Why it matters
A Pennsylvania trial court judge decided that the insolvency of an underlying excess insurer did not trigger coverage from an insurer providing a second layer of excess coverage. The case began with a qui tam action that ultimately settled. The insured had three layers of coverage: $5 million primary, $5 million first layer of excess, and a $10 million second layer of excess. After the carrier for the first excess policy was declared insolvent, the second excess carrier refused to pick up the slack, arguing that the underlying limits had not been exhausted because of the insolvency. The court agreed. The court also held that amounts paid in settlement of qui tam actions are uninsurable as a matter of law and thus not covered under D&O policies.
In 1996 a qui tam action was filed against EquiMed, a management company that provided services to specialty medical providers through its subsidiaries, accusing the company of overbilling. The action was ultimately settled for $10 million.
The company had three layers of coverage in place, beginning with $5 million in primary coverage, followed by a $5 million excess policy and a second layer of excess coverage for $10 million. In addition to payment by the primary insurer, the directors and officers and some subsidiary medical offices chipped in to the qui tam settlement.
Reliance National, which provided the first layer of excess, was declared insolvent in 2001. EquiMed and its officers turned to American Dynasty Surplus Lines, the carrier for the second excess layer, for payment. But American refused, arguing that the underlying limits were not exhausted by Reliance’s insolvency. Despite the various contributions of the directors and officers, the insured was unable to show that the actual loss reached $10 million.
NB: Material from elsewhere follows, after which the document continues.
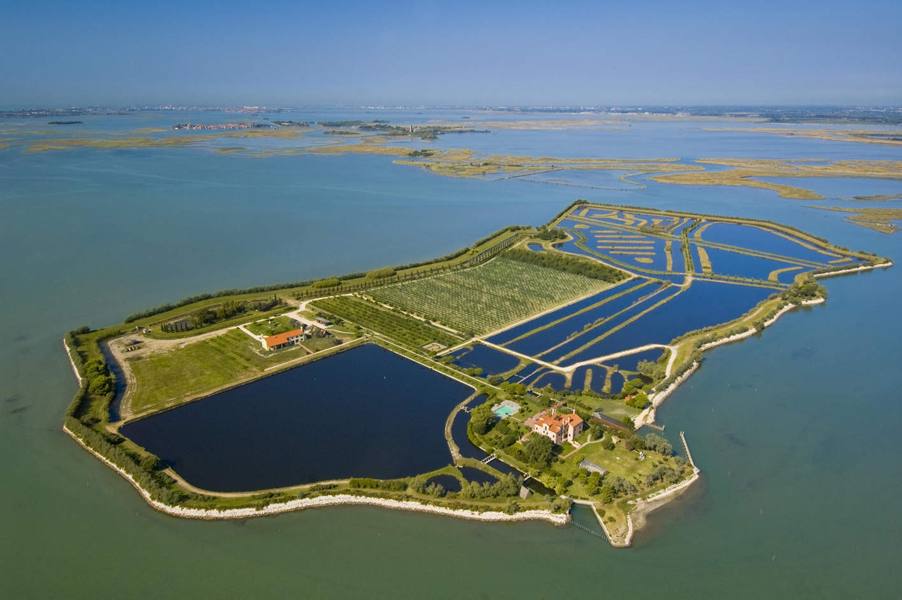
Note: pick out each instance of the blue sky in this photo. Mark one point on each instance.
(292, 53)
The court agreed. American’s policy stated that “[c]overage shall attach only after all such Underlying insurance has been exhausted solely as a result of actual payment or payment in fact of losses of all applicable Underlying Insurance limits.”
The court ruled that “the plain language of the policy . . . establishes that Plaintiffs must have actual payment totaling the required $10 million before Defendants would have a duty to any indemnification under the Policy.”
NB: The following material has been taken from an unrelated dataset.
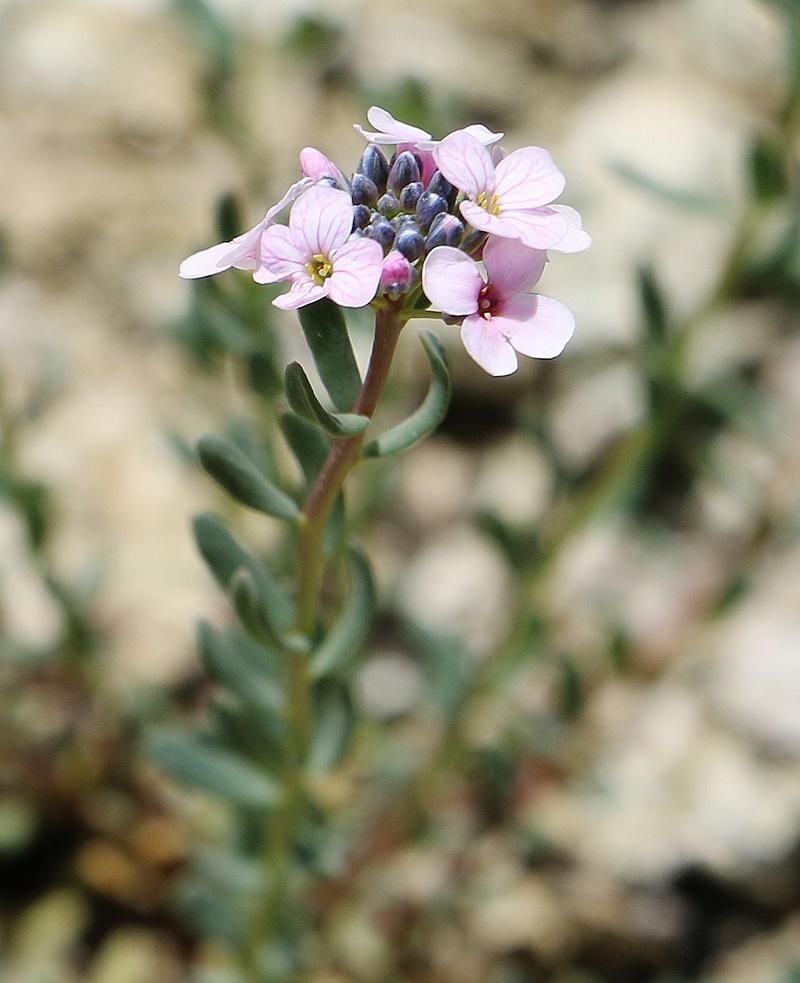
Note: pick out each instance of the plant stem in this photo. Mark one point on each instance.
(312, 525)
EquiMed alternatively argued that the $10 million actual loss was satisfied by a combination of the primary insurer’s payment as well as contributions from the officers and subsidiary medical practices. But the court was unmoved.
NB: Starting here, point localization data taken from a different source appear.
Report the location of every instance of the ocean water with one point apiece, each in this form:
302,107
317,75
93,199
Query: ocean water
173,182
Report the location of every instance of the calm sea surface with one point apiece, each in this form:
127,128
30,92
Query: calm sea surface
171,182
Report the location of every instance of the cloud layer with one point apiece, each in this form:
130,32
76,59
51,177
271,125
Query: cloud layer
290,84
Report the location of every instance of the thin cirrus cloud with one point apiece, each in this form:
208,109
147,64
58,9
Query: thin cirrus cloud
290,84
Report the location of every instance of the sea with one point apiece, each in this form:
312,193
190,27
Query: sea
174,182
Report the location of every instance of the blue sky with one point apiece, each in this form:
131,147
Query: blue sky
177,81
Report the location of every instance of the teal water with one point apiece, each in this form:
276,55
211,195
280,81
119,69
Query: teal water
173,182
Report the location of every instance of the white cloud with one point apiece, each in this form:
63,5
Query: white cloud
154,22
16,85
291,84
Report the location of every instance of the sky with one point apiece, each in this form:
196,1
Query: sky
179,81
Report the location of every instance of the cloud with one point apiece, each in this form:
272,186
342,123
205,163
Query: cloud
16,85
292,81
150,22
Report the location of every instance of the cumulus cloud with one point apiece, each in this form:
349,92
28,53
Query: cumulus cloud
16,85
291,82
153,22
First, the money paid by the plaintiffs was due to fraudulent billing, the court said, and “disgorgement of ill-gotten gain” was expressly excluded under the policy. Second, the court noted that the directors and officers and their individual medical practices were all named as defendants in the qui tam action. Although their payments totaled $3.36 million, those contributions “are rightly attributed to the entities themselves,” not EquiMed, the court said.
The court further stated, “[t]o do otherwise is nothing more than an irrational shell game, designed to unjustly force [American] to cover entities for which they did not bargain to cover, and for which they have received no consideration in the form of premiums.”